Maria Marta Silva
Federal University of Sao Paul o, Brazil
Maria Marta Silva is a clinical psychologist with specialization in Adolescent Psychology and Systemic Psychology (Family Therapy), currently working with the Pediatric Cardiology team at the Cardiology Division of the Sao Paul o Hospital, Pediatric Cardiology Unit, Federal University of Sao Paul o, Brazil. She obtained her Doctorate degree (PhD) in the Medical Sciences at the Federal University of Sao Paul o after a long period of time studying behavioral and emotional problems in adolescents with heart disease. As a result of this study, a paper was published in 2012 in “Cardiology in the Young”, a pediatric cardiology journal, under the title “Behavioral problems in adolescents with cardiac disease: an exploratory study in a pediatric cardiology outpatient clinic”
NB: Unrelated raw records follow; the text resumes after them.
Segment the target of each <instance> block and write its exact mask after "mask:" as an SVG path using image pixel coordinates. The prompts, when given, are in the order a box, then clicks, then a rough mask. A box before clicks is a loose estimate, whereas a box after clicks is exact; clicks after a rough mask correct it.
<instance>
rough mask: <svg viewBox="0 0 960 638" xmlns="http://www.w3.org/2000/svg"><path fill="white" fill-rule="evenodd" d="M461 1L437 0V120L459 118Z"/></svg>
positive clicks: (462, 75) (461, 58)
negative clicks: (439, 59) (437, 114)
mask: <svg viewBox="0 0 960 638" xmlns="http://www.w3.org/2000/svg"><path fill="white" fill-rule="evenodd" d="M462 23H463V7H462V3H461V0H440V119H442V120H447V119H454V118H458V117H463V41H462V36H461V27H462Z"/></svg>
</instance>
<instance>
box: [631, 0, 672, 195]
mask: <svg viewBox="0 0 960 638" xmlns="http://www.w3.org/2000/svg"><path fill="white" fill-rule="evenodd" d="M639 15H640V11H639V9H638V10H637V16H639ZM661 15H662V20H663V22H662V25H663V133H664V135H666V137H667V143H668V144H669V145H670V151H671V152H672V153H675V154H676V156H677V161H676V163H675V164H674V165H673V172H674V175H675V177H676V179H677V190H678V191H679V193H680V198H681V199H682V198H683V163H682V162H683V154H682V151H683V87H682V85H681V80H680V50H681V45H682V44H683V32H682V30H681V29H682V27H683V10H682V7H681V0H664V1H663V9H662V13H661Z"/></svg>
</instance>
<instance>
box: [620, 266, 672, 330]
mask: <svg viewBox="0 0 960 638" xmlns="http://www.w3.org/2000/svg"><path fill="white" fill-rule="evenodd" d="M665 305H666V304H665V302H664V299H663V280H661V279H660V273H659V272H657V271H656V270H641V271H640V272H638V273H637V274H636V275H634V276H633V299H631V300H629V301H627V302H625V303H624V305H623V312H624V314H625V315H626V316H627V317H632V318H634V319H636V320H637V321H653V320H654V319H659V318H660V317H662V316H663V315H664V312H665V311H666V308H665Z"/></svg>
There is scientific evidence that adolescents with cardiac disease are more prone to behavioral problems. Aims: To study behavioral problems in adolescents with heart disease. Methods: cross-sectional study involving 130 adolescents with congenital and acquired heart disease, and 246 healthy controls, age between 11 and 18 years. The second part of the Youth Self Report and a semi-structured interview were applied to both groups, and the Child Behavior Checklist to one of the patients’ parents to access their perception of behavioral problems. Results: Male adolescents with heart disease showed significantly fewer behavioral problems compared to controls but no difference was found between female patients and controls. Patients scored significantly higher only on the Social Problems subscale. Male controls scored higher in the Internalizing, Externalizing, and in the Total Problems scales. Among patients, girls scored higher than boys. Girls in middle and late adolescence and boys in early adolescence displayed more behavioral problems. No significant difference was found between congenital and acquired heart disease, neither between acyanotic and cyanotic defects. Operated patients did not differ from the non-operated ones. Patients that were behind on schooling scored higher. Parents scored higher than patients. Conclusions: Male and Female patients reported fewer behavioral problems than controls. Female patients in middle and late adolescence, male patients in early adolescence, and patients that were behind on schooling were the most problematic ones. No difference was observed between diagnostic groups neither between operated patients and the non-operated ones. Patients displayed fewer behavioral problems when compared to their parents’ perception. In the overall, our results displayed a resilient scenario for cardiac patients despite dealing with a chronic disease where stressful situations are the rule.